As count William was underage, his mother the landgravine, princess Mary of Great Britain, ruled as his legal guardian. After his access to the throne of Hesse-Cassel in 1760, landgrave Frederick II repeatedly tried to reunite Hesse-Hanau with Hesse-Cassel, but his efforts failed due to the resistance of Great Britain and the Protestant estates. As further protection, troops from Hanover were garrisoned in Hanau. When William came of age in 1764 he took over the government of the county. At the death of Frederick II in 1785, William became landgrave of Hesse-Cassel. The government of Hesse-Hanau remained in general separate from Hesse-Cassel. Cabinet and war office were, however, merged with those in Hesse-Cassel, and the court of appeal of Cassel got jurisdiction over Hanau in 1792. Until then Hesse-Hanau was ruled as an independent state, undergoing extensive modernizations with the erection of significant buildings in the capital of Hanau. Means for this came from the subsidies the reigning count received from his uncle, king George III of Great Britain. In return, Hesse-Hanau made available a contingent of 2,400 soldiers for the use of the British Crown in the American Revolutionary War.

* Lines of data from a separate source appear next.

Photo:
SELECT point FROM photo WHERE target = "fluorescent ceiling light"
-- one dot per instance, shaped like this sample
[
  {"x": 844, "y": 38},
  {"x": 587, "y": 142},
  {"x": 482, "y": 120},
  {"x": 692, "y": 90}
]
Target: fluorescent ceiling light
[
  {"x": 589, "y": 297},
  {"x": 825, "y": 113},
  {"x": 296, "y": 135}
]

==Hesse-Hanau Contingent==

The Hesse-Hanau contingent in the American Revolutionary War, contained the following units:
- Hessen-Hanauisches Regiment Erbprinz 1776
- Hessen-Hanauisches Jägerkorps Creutzburg 1777
- Hessen-Hanauische Artillerie-Kompanie Pausch 1777
- Hessen-Hanauisches Freikorps Janecke 1781

==Napoleonic Wars==
Hesse-Cassel became an electorate in 1803, while Hesse-Hanau became the principality of Hanau. However, in 1806 the Holy Roman Empire was dissolved and Hesse-Cassel was incorporated into the French satellite Kingdom of Westphalia. Hanau came under French military occupation, then in 1810 was incorporated into the Grand Duchy of Frankfurt, another French satellite. It was not until after the German War of Liberation in 1813 that the sovereignty of Hesse-Cassel was restored. The incorporation of Hanau into Hesse-Cassel was, however, not completed until the death of prince-elector William in 1821, and the administrative reforms under his successor William II, when the county became the Landkreis of Hanau.